Rockwell was eight years younger than Joseph Smith. When Smith was publishing the Book of Mormon, Rockwell would work by picking berries at midnight and hauling wood into town in order to help pay for the publishing of the book.

Rockwell served as a loyal personal bodyguard to both Smith and Brigham Young.

===Arrest of Smith and Rockwell attempted===
On July 20, Boggs issued a sworn statement saying that he "believes, and has good reason to believe from evidence and information now in his possession, that Joseph Smith, commonly called the Mormon Prophet, was accessory before the fact of the intended murder;" Current Missouri Governor Reynolds requested "the surrender and delivery of the said Joseph Smith" to Edward R. Ford. Illinois governor Thomas Carlin issued arrest warrants for Joseph Smith and Porter Rockwell.

On August 8, Smith and Rockwell were placed under arrest by Thomas King, the deputy sheriff of Adams County, and two other officers. The defendants were ordered to be freed by the Municipal Court of Nauvoo. The officers did not recognize the authority of the municipal court, and left the prisoners in the custody of the city marshal.

===Defendants in hiding===
On August 10, Sheriff Thomas King returned to Nauvoo and found both men had been released by the city marshal. Both Smith and Rockwell had fled to avoid arrest. Smith initially fled from Missouri to Iowa territory. He remained in hiding in various locations for months.

On September 20, Governor Carlin issued a reward of $200 for each man, describing them as "fugitives from justice". In October, Governor Reynolds of Missouri offered an additional reward of $300 each.

===Surrender of Joseph Smith===
On December 8, Governor Carlin's term ended and Thomas Ford became Governor of Illinois.

On December 26, Smith surrendered to church member Wilson Law and they traveled to Springfield, arriving on the 30th. Smith was granted bail in the sum of $4,000 and a hearing was scheduled for the following week.

In a hearing on January 2, 1843, Smith was defended by US District Attorney Justin Butterfield in Federal Circuit Court before Judge Nathaniel Pope. Pope quashed the warrant and ordered Smith released.

===Arrest of Porter Rockwell===
O.P. Rockwell was apprehended in St. Louis on March 6, 1843. In late May, Rockwell briefly escaped from the Independence jail where he was being held.

On September 30, 1843, it was reported:
 "Orin Porter Rockwell, the Mormon confined in our county jail some time since for the attempted assassination of ex-governor Boggs, was indicted by our last grand jury for escaping from the cointy jail some weeks since, and sent to Clay county for trial. Owing, however, to some informality in the proceedings, he was remanded to this county again for trial. There was not sufficient proof adduced against him to justify an indictment for shooting ex-Governor Boggs; and the grand jury, therefore, did not indict him for that offence."

Though never indicted for the attempted assassination, Rockwell was tried and convicted of jailbreak. Rockwell was released on December 13, 1843—ten months after his arrest.

===Joseph Smith's denial===
Joseph Smith vehemently denied involvement in the assassination attempt, telling he had neither paid Rockwell to assassinate Boggs, nor prophesied of the attempt. Rockwell also denied that Smith paid him.

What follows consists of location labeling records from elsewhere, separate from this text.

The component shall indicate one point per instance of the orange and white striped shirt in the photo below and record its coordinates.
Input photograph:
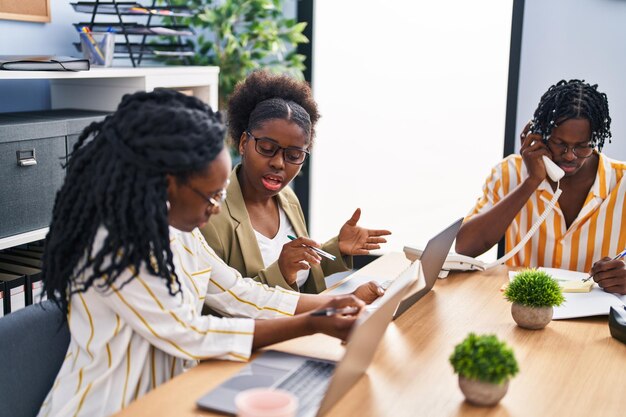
(598, 231)
(132, 338)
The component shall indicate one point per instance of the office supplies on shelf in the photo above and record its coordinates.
(42, 63)
(158, 36)
(317, 250)
(618, 256)
(582, 304)
(91, 49)
(98, 47)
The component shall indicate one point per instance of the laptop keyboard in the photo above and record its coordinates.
(308, 383)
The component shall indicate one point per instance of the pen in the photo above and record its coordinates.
(618, 256)
(331, 311)
(93, 43)
(316, 250)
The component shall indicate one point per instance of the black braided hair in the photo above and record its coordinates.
(116, 178)
(263, 96)
(574, 99)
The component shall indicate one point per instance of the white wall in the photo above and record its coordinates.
(413, 101)
(584, 39)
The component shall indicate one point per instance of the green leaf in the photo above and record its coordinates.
(484, 358)
(534, 288)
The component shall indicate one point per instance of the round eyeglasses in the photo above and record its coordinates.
(580, 151)
(269, 148)
(214, 199)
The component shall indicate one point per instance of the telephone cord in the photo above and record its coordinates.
(531, 232)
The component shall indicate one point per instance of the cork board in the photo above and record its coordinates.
(28, 10)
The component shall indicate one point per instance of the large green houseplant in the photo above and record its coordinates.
(534, 294)
(484, 365)
(240, 36)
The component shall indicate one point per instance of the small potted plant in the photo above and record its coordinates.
(533, 293)
(485, 365)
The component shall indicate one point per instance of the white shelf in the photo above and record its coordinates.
(103, 88)
(22, 238)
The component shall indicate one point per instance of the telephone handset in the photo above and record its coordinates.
(457, 262)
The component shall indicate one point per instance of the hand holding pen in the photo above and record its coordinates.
(331, 311)
(317, 250)
(297, 255)
(610, 273)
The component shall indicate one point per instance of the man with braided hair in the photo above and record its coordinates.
(569, 126)
(126, 263)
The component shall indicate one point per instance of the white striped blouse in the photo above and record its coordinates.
(598, 231)
(128, 340)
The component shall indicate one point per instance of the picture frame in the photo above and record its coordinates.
(26, 10)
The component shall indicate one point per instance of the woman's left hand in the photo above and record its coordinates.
(356, 240)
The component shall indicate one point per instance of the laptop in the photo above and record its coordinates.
(318, 384)
(432, 260)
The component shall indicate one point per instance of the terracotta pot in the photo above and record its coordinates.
(532, 318)
(482, 393)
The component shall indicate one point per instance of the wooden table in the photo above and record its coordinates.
(571, 368)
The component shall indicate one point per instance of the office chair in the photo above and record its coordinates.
(33, 344)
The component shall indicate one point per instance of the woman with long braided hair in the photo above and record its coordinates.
(126, 263)
(570, 126)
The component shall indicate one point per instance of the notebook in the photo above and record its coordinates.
(42, 63)
(318, 384)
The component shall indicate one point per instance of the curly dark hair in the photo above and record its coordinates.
(574, 99)
(116, 179)
(263, 96)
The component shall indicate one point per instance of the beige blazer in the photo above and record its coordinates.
(231, 236)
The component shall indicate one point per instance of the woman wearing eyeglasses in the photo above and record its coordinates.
(129, 269)
(271, 121)
(585, 230)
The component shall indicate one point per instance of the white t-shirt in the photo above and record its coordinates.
(271, 248)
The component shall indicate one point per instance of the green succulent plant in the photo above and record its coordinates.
(484, 358)
(534, 288)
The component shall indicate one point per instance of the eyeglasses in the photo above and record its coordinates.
(269, 148)
(214, 199)
(580, 151)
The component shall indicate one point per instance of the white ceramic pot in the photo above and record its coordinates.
(482, 393)
(532, 318)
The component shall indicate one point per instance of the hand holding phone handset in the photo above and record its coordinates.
(457, 262)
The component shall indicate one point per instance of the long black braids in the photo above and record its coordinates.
(574, 99)
(263, 96)
(116, 179)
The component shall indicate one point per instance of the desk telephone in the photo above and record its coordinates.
(456, 262)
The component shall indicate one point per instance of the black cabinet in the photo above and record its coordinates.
(33, 148)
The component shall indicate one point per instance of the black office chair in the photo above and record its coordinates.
(33, 344)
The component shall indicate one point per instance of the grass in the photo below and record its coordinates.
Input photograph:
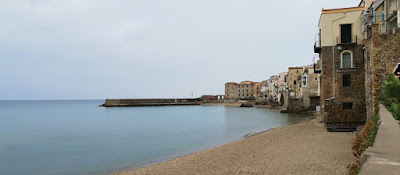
(363, 140)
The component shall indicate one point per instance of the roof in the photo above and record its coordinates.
(231, 83)
(339, 10)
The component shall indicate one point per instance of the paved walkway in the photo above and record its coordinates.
(384, 157)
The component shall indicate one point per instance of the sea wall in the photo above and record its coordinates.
(300, 105)
(384, 156)
(150, 102)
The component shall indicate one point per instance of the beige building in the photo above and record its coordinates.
(294, 81)
(282, 87)
(340, 49)
(246, 90)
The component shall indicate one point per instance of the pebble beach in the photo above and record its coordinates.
(302, 149)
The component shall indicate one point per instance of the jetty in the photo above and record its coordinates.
(151, 102)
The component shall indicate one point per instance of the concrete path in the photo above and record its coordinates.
(384, 157)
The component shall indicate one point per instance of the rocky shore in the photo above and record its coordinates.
(305, 148)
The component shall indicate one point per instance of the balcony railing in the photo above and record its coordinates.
(317, 44)
(346, 40)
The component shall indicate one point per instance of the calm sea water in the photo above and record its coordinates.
(77, 137)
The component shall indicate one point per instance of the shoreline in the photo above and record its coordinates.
(169, 158)
(306, 148)
(164, 164)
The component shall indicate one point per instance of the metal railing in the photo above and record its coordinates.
(347, 40)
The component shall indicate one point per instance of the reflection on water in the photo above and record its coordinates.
(77, 137)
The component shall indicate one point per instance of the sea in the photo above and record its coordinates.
(77, 137)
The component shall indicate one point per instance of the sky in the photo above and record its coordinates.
(98, 49)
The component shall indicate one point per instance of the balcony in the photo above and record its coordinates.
(317, 44)
(353, 67)
(317, 64)
(341, 40)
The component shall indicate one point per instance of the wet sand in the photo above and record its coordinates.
(301, 149)
(234, 104)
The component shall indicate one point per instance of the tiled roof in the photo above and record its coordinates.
(338, 10)
(232, 83)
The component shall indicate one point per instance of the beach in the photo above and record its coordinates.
(305, 148)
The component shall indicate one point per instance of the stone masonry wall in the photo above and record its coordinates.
(355, 93)
(382, 54)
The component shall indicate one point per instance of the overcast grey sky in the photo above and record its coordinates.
(96, 49)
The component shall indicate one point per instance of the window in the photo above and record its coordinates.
(347, 59)
(345, 33)
(304, 80)
(347, 106)
(346, 80)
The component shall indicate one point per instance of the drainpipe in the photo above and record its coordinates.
(333, 57)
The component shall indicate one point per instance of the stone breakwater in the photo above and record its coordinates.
(151, 102)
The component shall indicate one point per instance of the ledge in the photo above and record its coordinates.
(384, 156)
(347, 69)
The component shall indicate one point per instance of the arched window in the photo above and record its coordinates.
(347, 59)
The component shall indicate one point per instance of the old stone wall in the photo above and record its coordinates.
(382, 52)
(299, 105)
(332, 76)
(150, 102)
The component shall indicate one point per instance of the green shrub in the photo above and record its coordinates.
(390, 90)
(395, 109)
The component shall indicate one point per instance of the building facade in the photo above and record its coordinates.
(340, 48)
(294, 81)
(246, 90)
(382, 49)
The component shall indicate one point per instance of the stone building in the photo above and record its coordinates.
(246, 90)
(283, 88)
(340, 48)
(310, 88)
(294, 78)
(231, 91)
(382, 47)
(273, 83)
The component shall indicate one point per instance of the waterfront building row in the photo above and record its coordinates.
(356, 49)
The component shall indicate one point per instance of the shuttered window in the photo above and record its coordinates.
(346, 80)
(345, 31)
(346, 60)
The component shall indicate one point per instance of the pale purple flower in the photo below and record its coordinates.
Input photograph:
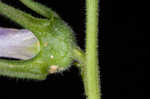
(19, 44)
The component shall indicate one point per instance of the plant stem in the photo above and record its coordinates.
(91, 75)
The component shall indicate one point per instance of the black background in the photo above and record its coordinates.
(127, 49)
(67, 85)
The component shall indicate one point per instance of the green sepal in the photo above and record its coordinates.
(56, 45)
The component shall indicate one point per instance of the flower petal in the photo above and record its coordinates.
(18, 44)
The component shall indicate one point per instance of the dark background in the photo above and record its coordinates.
(67, 85)
(127, 49)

===Joseph H. Jackson's accusations===
On June 1, Joseph H. Jackson wrote a letter to the Warsaw Signal in which he publicly claimed that Joseph Smith had admitted to sending "O.P. Rockwell to Missouri to assassinate Gov. Boggs". Jackson further stated that he had tricked Smith into believing him an assassin, after which Smith purportedly offered him $3000 to "do what Rockwell had failed to do, to wit: take the life of Boggs."

===William Law's accusation===
In 1887, more than 40 years after the events, former Latter Day Saint William Law gave an interview to the Salt Lake Tribune in which he claimed Joseph Smith had admitted a role in the assassination; Law reported that Smith stated, "I sent Rockwell to kill Boggs, but he missed him, it was a failure; he wounded him instead of sending him to Hell."